Without preconditioning, similarity is computed as cosine similarity of gradients:

score(q, t) = cos(g_q, g_t)
           = (g_q · g_t) / (||g_q|| ||g_t||)

where g_q is the eval gradient and g_t is a training gradient (row vectors).

With a preconditioner matrix H, we transform the eval gradient before computing similarity:

H_inv = (H + λI)^(-1)           # damped inverse
g_eval_precond = g_eval @ H_inv
g_eval_norm = g_eval_precond / ||g_eval_precond||
g_train_norm = g_train / ||g_train||
score(q, t) = g_eval_norm · g_train_norm

The unnormalized inner product g_eval @ H^(-1) @ g_train.T is the classic influence function formula. Preconditioning downweights directions where H has large eigenvalues.

  • index: H = G_train.T @ G_train (training set second moment). This is the classic influence function formulation: a second-order Taylor approximation shows that the change in loss from upweighting a training point is proportional to g_eval @ H^(-1) @ g_train.T. Intuitively, H^(-1) gives each training point less credit for similarity in "common" directions (where many training points contribute) and more credit in rare/specific directions.

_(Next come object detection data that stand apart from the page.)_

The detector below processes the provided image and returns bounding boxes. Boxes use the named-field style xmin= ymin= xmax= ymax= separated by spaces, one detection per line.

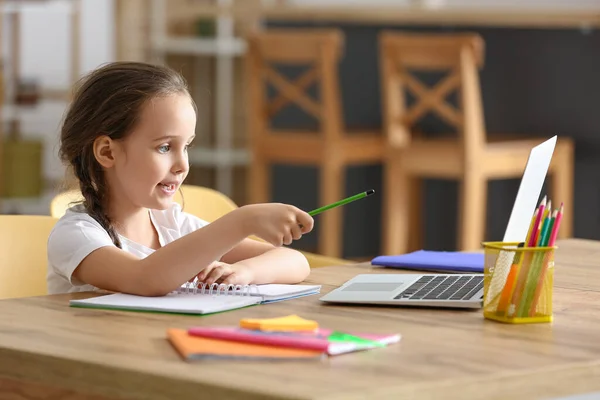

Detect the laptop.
xmin=320 ymin=136 xmax=556 ymax=309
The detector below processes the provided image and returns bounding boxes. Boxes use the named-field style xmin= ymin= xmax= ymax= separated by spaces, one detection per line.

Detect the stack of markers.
xmin=507 ymin=196 xmax=564 ymax=318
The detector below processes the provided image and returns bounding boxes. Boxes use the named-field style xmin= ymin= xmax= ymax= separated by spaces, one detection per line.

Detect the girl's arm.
xmin=72 ymin=204 xmax=313 ymax=296
xmin=73 ymin=208 xmax=250 ymax=296
xmin=221 ymin=239 xmax=310 ymax=284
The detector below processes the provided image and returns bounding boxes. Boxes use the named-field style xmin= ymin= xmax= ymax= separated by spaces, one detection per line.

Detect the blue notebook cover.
xmin=371 ymin=250 xmax=484 ymax=273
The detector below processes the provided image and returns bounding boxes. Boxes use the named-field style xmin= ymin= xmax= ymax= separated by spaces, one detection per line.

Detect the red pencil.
xmin=529 ymin=203 xmax=563 ymax=317
xmin=527 ymin=196 xmax=546 ymax=247
xmin=548 ymin=203 xmax=563 ymax=246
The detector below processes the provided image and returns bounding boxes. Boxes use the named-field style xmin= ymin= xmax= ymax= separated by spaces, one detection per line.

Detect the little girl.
xmin=47 ymin=62 xmax=313 ymax=296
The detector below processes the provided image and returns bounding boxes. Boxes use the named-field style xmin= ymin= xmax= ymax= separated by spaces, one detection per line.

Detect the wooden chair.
xmin=0 ymin=215 xmax=56 ymax=299
xmin=247 ymin=29 xmax=383 ymax=257
xmin=379 ymin=32 xmax=574 ymax=254
xmin=50 ymin=185 xmax=351 ymax=268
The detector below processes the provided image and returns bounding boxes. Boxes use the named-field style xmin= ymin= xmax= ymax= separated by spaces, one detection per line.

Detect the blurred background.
xmin=0 ymin=0 xmax=600 ymax=260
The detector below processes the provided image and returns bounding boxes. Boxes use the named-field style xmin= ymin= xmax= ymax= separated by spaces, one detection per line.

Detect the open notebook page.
xmin=70 ymin=293 xmax=261 ymax=314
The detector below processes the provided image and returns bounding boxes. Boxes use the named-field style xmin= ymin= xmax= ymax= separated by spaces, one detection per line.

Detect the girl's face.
xmin=107 ymin=94 xmax=196 ymax=210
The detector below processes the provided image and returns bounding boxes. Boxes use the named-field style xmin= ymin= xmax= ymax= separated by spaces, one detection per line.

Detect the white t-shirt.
xmin=46 ymin=202 xmax=208 ymax=294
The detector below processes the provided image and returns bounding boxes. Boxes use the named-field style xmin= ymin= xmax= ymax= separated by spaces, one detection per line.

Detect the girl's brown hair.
xmin=60 ymin=62 xmax=195 ymax=247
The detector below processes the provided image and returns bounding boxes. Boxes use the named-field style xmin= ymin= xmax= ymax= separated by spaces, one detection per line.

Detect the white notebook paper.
xmin=69 ymin=284 xmax=321 ymax=314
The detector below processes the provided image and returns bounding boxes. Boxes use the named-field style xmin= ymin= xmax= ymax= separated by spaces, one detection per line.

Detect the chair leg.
xmin=407 ymin=177 xmax=425 ymax=251
xmin=381 ymin=155 xmax=410 ymax=255
xmin=248 ymin=153 xmax=272 ymax=204
xmin=458 ymin=171 xmax=487 ymax=251
xmin=549 ymin=141 xmax=575 ymax=239
xmin=317 ymin=161 xmax=346 ymax=258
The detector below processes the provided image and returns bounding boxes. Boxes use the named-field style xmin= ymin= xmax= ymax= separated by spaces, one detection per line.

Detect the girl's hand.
xmin=197 ymin=261 xmax=253 ymax=286
xmin=239 ymin=203 xmax=314 ymax=247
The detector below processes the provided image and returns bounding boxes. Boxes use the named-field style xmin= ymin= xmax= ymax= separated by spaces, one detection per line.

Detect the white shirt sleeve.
xmin=48 ymin=211 xmax=114 ymax=286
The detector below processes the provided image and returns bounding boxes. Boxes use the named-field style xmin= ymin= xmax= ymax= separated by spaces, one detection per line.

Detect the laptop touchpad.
xmin=342 ymin=282 xmax=404 ymax=292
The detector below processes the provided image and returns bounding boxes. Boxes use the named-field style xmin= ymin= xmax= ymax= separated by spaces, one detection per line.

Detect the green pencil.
xmin=308 ymin=189 xmax=375 ymax=217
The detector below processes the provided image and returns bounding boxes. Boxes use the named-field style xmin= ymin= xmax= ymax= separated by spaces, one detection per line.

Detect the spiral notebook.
xmin=69 ymin=283 xmax=321 ymax=314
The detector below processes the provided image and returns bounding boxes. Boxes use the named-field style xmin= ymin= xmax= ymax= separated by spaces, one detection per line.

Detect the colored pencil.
xmin=508 ymin=196 xmax=546 ymax=316
xmin=529 ymin=204 xmax=563 ymax=317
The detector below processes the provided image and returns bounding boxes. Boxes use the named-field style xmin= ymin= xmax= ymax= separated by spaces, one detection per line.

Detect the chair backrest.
xmin=0 ymin=215 xmax=57 ymax=299
xmin=50 ymin=185 xmax=237 ymax=222
xmin=379 ymin=31 xmax=485 ymax=152
xmin=246 ymin=29 xmax=343 ymax=142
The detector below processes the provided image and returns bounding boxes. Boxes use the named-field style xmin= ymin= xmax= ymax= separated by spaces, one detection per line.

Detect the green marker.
xmin=308 ymin=189 xmax=375 ymax=217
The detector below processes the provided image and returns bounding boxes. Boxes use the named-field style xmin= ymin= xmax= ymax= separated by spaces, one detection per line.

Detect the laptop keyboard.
xmin=394 ymin=275 xmax=483 ymax=300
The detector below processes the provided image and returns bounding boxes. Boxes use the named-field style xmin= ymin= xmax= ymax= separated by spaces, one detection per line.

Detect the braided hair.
xmin=59 ymin=62 xmax=195 ymax=248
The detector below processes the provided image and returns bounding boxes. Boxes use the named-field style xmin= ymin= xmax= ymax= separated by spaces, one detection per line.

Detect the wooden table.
xmin=0 ymin=240 xmax=600 ymax=400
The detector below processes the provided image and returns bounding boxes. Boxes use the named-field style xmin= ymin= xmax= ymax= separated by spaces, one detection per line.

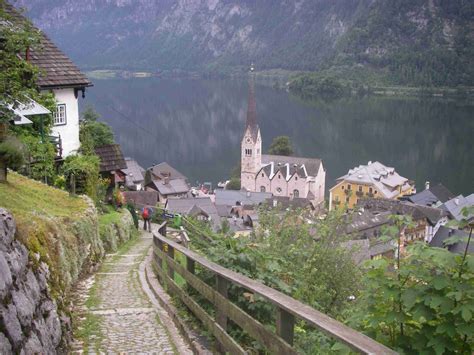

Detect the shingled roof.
xmin=0 ymin=2 xmax=92 ymax=89
xmin=259 ymin=154 xmax=321 ymax=181
xmin=95 ymin=144 xmax=127 ymax=173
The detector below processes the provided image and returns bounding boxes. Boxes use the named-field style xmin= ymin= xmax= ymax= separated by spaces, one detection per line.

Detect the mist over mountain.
xmin=15 ymin=0 xmax=474 ymax=85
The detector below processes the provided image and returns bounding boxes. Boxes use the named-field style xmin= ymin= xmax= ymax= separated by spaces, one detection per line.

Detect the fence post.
xmin=216 ymin=275 xmax=229 ymax=353
xmin=186 ymin=256 xmax=196 ymax=274
xmin=276 ymin=307 xmax=295 ymax=345
xmin=158 ymin=223 xmax=166 ymax=238
xmin=166 ymin=244 xmax=174 ymax=280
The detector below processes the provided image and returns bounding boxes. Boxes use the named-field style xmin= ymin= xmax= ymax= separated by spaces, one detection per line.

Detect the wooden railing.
xmin=153 ymin=222 xmax=395 ymax=354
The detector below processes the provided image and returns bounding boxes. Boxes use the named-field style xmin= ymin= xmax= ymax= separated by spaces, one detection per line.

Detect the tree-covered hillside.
xmin=16 ymin=0 xmax=474 ymax=86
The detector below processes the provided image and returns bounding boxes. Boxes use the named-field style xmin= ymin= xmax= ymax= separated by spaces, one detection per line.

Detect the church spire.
xmin=245 ymin=64 xmax=258 ymax=140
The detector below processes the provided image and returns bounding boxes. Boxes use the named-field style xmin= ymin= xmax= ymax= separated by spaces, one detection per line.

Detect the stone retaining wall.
xmin=0 ymin=208 xmax=62 ymax=354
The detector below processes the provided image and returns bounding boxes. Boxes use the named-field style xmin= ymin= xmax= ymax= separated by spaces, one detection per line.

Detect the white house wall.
xmin=48 ymin=88 xmax=80 ymax=157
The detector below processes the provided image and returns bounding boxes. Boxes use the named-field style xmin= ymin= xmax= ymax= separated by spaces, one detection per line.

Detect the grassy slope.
xmin=0 ymin=172 xmax=97 ymax=296
xmin=0 ymin=172 xmax=88 ymax=224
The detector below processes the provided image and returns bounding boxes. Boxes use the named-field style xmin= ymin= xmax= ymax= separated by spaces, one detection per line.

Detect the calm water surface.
xmin=82 ymin=78 xmax=474 ymax=194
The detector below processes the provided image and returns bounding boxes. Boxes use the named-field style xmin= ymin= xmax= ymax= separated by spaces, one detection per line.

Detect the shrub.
xmin=0 ymin=136 xmax=25 ymax=169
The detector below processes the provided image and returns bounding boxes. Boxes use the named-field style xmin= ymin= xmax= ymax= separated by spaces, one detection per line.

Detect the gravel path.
xmin=71 ymin=227 xmax=191 ymax=354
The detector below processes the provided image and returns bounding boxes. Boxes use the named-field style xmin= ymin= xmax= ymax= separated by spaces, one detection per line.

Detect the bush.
xmin=62 ymin=155 xmax=99 ymax=203
xmin=20 ymin=134 xmax=56 ymax=182
xmin=0 ymin=136 xmax=25 ymax=169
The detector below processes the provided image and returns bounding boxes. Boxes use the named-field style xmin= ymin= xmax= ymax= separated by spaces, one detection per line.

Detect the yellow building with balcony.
xmin=329 ymin=161 xmax=416 ymax=210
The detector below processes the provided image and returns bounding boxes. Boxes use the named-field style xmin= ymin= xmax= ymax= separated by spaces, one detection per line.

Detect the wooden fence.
xmin=153 ymin=222 xmax=395 ymax=354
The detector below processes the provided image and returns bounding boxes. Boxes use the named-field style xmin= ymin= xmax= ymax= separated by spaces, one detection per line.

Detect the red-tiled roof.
xmin=0 ymin=1 xmax=92 ymax=89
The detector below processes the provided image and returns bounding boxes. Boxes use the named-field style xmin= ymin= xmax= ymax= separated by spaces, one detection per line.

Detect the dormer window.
xmin=53 ymin=104 xmax=67 ymax=126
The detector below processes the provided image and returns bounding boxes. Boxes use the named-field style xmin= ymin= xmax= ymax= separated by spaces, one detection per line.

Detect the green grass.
xmin=99 ymin=211 xmax=122 ymax=226
xmin=0 ymin=172 xmax=88 ymax=221
xmin=75 ymin=313 xmax=103 ymax=354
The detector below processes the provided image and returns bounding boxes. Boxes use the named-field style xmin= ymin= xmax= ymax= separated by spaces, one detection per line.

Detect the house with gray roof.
xmin=165 ymin=197 xmax=221 ymax=230
xmin=122 ymin=158 xmax=145 ymax=191
xmin=95 ymin=144 xmax=127 ymax=186
xmin=430 ymin=227 xmax=474 ymax=254
xmin=329 ymin=161 xmax=415 ymax=210
xmin=144 ymin=163 xmax=191 ymax=203
xmin=358 ymin=198 xmax=448 ymax=243
xmin=440 ymin=193 xmax=474 ymax=221
xmin=0 ymin=1 xmax=92 ymax=156
xmin=215 ymin=190 xmax=272 ymax=207
xmin=401 ymin=181 xmax=455 ymax=207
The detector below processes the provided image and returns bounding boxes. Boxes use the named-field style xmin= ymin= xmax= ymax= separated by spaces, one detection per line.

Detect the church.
xmin=240 ymin=72 xmax=326 ymax=206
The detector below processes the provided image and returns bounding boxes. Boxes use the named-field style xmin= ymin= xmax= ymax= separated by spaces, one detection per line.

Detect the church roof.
xmin=261 ymin=154 xmax=321 ymax=181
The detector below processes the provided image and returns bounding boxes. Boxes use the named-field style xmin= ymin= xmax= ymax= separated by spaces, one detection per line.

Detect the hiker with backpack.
xmin=142 ymin=206 xmax=153 ymax=232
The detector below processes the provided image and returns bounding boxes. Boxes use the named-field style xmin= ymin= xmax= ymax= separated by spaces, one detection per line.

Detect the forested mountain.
xmin=15 ymin=0 xmax=474 ymax=85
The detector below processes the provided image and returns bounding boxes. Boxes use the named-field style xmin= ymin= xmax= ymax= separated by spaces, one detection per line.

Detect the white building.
xmin=240 ymin=74 xmax=326 ymax=205
xmin=25 ymin=25 xmax=92 ymax=157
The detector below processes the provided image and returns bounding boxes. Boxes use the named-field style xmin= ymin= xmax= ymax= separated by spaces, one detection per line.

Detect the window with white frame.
xmin=53 ymin=104 xmax=66 ymax=126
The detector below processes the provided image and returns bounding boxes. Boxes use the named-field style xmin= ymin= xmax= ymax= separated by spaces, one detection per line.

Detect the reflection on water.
xmin=83 ymin=78 xmax=474 ymax=194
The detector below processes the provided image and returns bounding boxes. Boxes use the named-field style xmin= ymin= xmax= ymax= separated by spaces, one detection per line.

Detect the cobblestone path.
xmin=72 ymin=227 xmax=191 ymax=354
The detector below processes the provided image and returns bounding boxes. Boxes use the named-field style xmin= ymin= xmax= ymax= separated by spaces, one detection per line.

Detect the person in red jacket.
xmin=142 ymin=206 xmax=153 ymax=232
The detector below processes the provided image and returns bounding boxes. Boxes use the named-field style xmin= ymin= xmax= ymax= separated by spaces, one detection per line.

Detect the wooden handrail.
xmin=153 ymin=222 xmax=396 ymax=354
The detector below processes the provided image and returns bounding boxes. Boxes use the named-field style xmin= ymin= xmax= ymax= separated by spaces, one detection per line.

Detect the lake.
xmin=81 ymin=78 xmax=474 ymax=195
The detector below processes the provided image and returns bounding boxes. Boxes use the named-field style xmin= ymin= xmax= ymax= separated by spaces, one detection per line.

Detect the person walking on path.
xmin=142 ymin=206 xmax=153 ymax=232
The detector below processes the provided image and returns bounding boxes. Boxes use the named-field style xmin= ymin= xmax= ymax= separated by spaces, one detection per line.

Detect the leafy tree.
xmin=0 ymin=0 xmax=40 ymax=122
xmin=20 ymin=133 xmax=56 ymax=183
xmin=79 ymin=106 xmax=114 ymax=154
xmin=187 ymin=207 xmax=360 ymax=353
xmin=268 ymin=136 xmax=293 ymax=156
xmin=353 ymin=209 xmax=474 ymax=354
xmin=61 ymin=155 xmax=100 ymax=202
xmin=0 ymin=136 xmax=25 ymax=181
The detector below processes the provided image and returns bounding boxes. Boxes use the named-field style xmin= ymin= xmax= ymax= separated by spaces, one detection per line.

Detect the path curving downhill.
xmin=71 ymin=227 xmax=192 ymax=354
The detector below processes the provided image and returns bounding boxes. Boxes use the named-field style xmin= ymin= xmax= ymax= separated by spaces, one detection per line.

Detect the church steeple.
xmin=245 ymin=64 xmax=258 ymax=141
xmin=240 ymin=64 xmax=262 ymax=191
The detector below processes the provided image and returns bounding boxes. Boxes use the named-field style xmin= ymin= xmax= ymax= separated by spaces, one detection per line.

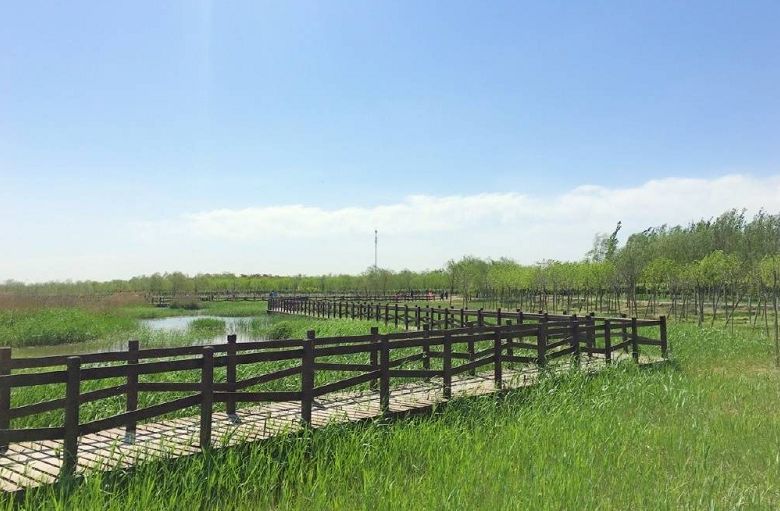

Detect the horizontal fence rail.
xmin=0 ymin=308 xmax=668 ymax=484
xmin=146 ymin=291 xmax=442 ymax=307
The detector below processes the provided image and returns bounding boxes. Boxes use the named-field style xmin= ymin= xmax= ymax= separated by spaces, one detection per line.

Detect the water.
xmin=13 ymin=315 xmax=267 ymax=358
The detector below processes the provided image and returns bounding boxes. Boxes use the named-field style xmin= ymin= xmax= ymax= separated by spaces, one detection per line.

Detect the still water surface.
xmin=13 ymin=315 xmax=266 ymax=357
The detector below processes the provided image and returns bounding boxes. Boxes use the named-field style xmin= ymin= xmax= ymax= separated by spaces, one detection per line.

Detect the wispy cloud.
xmin=7 ymin=175 xmax=780 ymax=280
xmin=179 ymin=175 xmax=780 ymax=244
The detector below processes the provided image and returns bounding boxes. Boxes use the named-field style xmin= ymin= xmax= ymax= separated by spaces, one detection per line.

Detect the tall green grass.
xmin=0 ymin=318 xmax=780 ymax=510
xmin=0 ymin=308 xmax=136 ymax=346
xmin=5 ymin=326 xmax=780 ymax=510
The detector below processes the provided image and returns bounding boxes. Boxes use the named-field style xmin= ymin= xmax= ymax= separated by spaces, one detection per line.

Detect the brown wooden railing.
xmin=0 ymin=310 xmax=668 ymax=482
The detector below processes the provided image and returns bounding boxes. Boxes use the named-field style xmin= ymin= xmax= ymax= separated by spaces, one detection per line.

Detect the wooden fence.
xmin=0 ymin=310 xmax=667 ymax=482
xmin=268 ymin=297 xmax=666 ymax=338
xmin=146 ymin=291 xmax=442 ymax=307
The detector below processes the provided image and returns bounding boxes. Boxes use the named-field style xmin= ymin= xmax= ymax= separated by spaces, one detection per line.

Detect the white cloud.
xmin=181 ymin=175 xmax=780 ymax=245
xmin=6 ymin=174 xmax=780 ymax=280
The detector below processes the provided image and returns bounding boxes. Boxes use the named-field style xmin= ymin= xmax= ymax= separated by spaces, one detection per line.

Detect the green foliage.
xmin=0 ymin=324 xmax=780 ymax=510
xmin=0 ymin=308 xmax=136 ymax=346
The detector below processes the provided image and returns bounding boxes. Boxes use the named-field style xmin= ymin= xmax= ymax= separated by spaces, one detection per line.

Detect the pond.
xmin=13 ymin=315 xmax=272 ymax=358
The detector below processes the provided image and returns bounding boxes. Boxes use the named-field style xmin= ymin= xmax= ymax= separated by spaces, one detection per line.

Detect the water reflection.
xmin=13 ymin=315 xmax=269 ymax=358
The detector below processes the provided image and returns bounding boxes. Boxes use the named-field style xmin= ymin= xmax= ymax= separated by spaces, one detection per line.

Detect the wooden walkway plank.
xmin=0 ymin=353 xmax=656 ymax=492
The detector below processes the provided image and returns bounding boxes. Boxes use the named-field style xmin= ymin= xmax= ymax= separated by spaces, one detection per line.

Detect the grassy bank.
xmin=2 ymin=325 xmax=780 ymax=509
xmin=0 ymin=302 xmax=274 ymax=347
xmin=0 ymin=308 xmax=136 ymax=346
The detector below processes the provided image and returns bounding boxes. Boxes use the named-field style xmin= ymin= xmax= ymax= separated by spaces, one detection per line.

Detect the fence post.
xmin=379 ymin=335 xmax=390 ymax=414
xmin=466 ymin=327 xmax=481 ymax=376
xmin=658 ymin=316 xmax=669 ymax=359
xmin=368 ymin=326 xmax=379 ymax=390
xmin=0 ymin=347 xmax=11 ymax=453
xmin=225 ymin=334 xmax=238 ymax=422
xmin=125 ymin=341 xmax=138 ymax=444
xmin=301 ymin=330 xmax=315 ymax=426
xmin=604 ymin=319 xmax=612 ymax=365
xmin=493 ymin=328 xmax=502 ymax=390
xmin=498 ymin=320 xmax=515 ymax=368
xmin=585 ymin=312 xmax=596 ymax=358
xmin=620 ymin=314 xmax=628 ymax=353
xmin=536 ymin=319 xmax=547 ymax=368
xmin=423 ymin=325 xmax=431 ymax=376
xmin=442 ymin=334 xmax=452 ymax=399
xmin=200 ymin=346 xmax=214 ymax=450
xmin=631 ymin=318 xmax=639 ymax=364
xmin=62 ymin=357 xmax=81 ymax=477
xmin=569 ymin=314 xmax=580 ymax=365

  • eval_second_moment: H = G_eval.T @ G_eval. Since training gradients average to ~0 at convergence, directions where eval gradients deviate from zero will dominate H_eval. Preconditioning downweights these directions. If style causes systematic deviation in eval gradients (e.g., pirate queries all shift in a similar direction), this suppresses the style signal.

  • train_eval_mixed: H = α * H_train + (1-α) * H_eval. Combines intuitions from both.

  • r_between: H = (μ_pirate - μ_shakespeare)(μ_pirate - μ_shakespeare)^T + λI (computed on train set). A rank-1 matrix capturing the "style direction" directly. Preconditioning projects out this direction.

Dimensionality Reduction

  • pca_k{n}_index: Compute PCA on the matrix of paired pirate/shakespeare style differences (differences between matched facts, train set only). Project gradients onto the orthogonal complement of the top-n principal components, then precondition with the train set second moment matrix. This removes the dominant style directions while preserving semantic signal.

Semantic-only Eval

  • semantic_index, semantic_no_precond, etc.: Transform eval data into Q&A format like "Where does Paul Tilmouth work? Siemens" and mask all gradients up to the ?. This isolates the semantic content (answer tokens) from any style in the query. Combined with preconditioning (semantic_index), this method achieves the best results by a significant margin.